# Mailing Passports to Embassies -- any get lost?



## Cathyb (Oct 17, 2006)

OK, I admit I am a worry wart:ignore:   We had to mail our passports to Cambodian Embassy to get our Visas into that country.  We could have done this in the Siem Reap airport but Singapore Airlines agent scared us with the story that if their computers were down, we couldn't enter the country and would have to sit and wait.

We sent them UPS and they got there.  Now we are checking and so far the Embassy has not returned them in their route back thru UPS.

Any horrow stories on this type of thing.  We need the passports in mid-January but if they do get lost, what is the process to get new passports?

I am going to cause an ulcer over this -- please share your stories!


----------



## ailin (Oct 18, 2006)

In the unlikely event that your passports are lost, the routine process time is 6 weeks, expedited is 2 weeks.  You do have to appear in person though.

Here's the procedure:
http://travel.state.gov/passport/lost/us/us_848.html

Since your trip is in January, take a deep breath, you'll be fine.


----------



## Cathyb (Oct 21, 2006)

Well, we got our Visa and passports; BUT the carrier delivering (UPS) left the package on our doorstep!!!!  We were told if we were not home they would leave a note on door telling us where we could call to arrange another delivery.  The scary part was we were leaving for a week the day after the 'lucky' delivery. What if ......


----------



## short (Oct 21, 2006)

*How long did it take?*

Cathy,

How long did it actually take.  We need to get a Visa for a China in March.  I could physically take it in to the China embassy in LA but I want to know how long I can expect them to have it.  Should I pay extra to have it expidited?

Short


----------



## LisaH (Oct 26, 2006)

Short, If you live near LA, check with your local Chinese-run travel agencies.
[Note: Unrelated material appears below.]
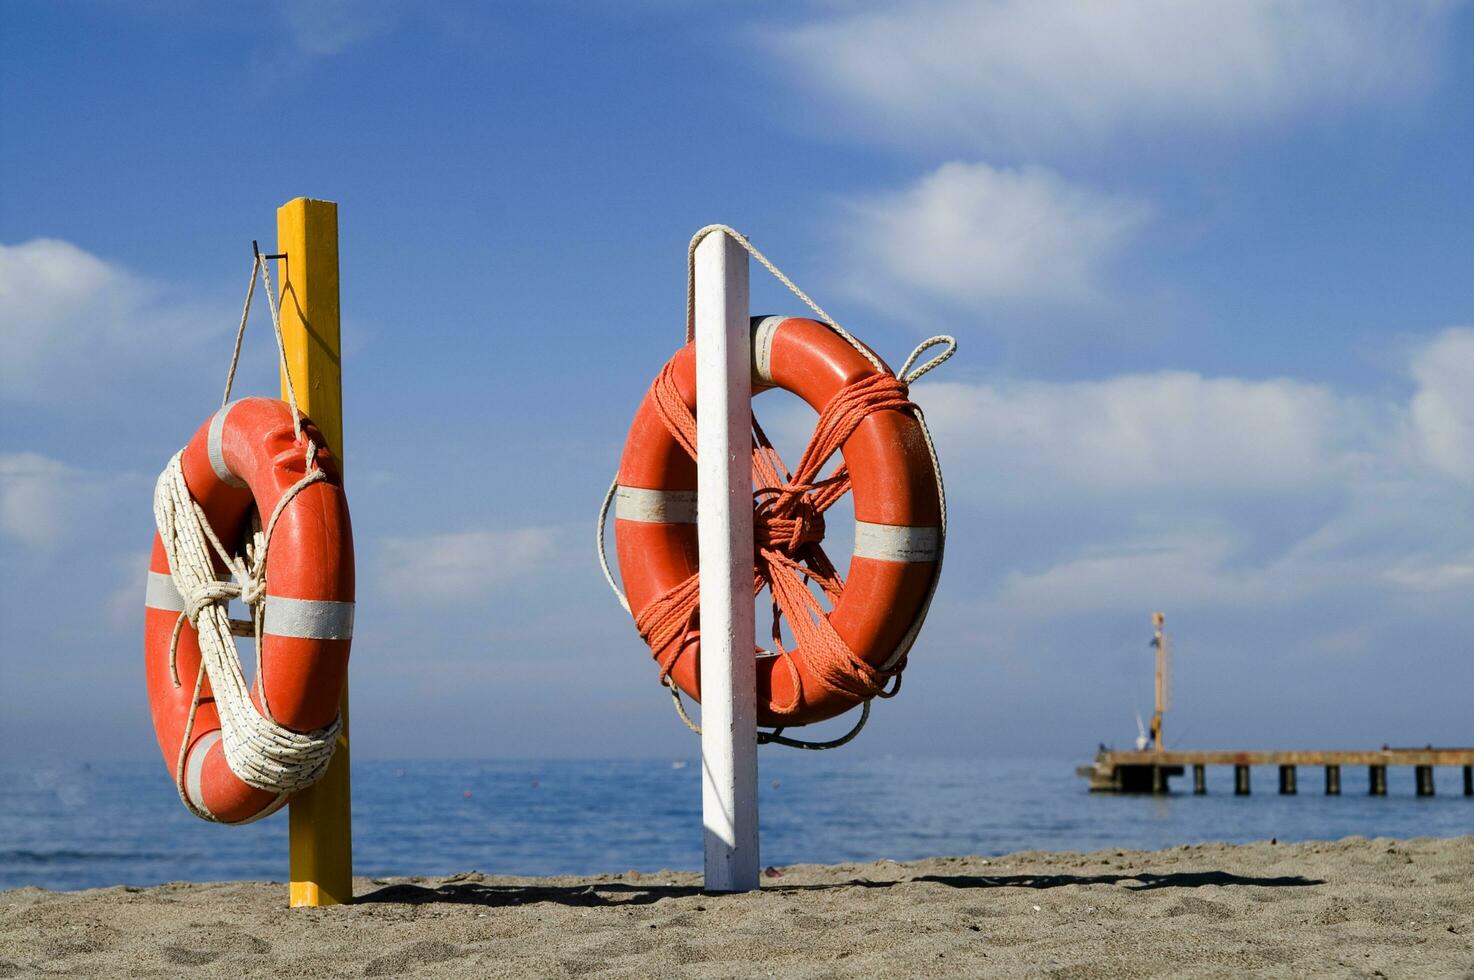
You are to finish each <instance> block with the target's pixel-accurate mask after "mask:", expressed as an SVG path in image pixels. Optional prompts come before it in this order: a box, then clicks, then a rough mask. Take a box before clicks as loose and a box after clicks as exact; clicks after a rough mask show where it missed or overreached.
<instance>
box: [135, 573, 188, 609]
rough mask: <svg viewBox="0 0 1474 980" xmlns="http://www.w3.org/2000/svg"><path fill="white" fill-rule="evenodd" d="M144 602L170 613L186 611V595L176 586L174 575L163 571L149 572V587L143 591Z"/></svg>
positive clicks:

For a nominal fee, you can drop off your passport there, and pick up usually in a week. You can also expedite by paying an additional fee if necessary. By doing this, you avoid the long lines at the consulate.


----------



## Judy999 (Oct 29, 2006)

*Question about Visa*

If I need Visa for 4 - Do I get the multiple one for the entire family ?  I think there is a fee per person or there is a multiple fee for the entire family.

Would I also just need the 3 mths one as I am going to be there a couple wks?   Correct? 

Thx
Judy


----------



## Cathyb (Oct 29, 2006)

Short: We UPS two day and they signed and had it just under 5 working days and UPS'd us back.  I went online and read the country's Passport rules where this is also what they said.  You might Google China Passports and see what info they offer.  Good luck!


----------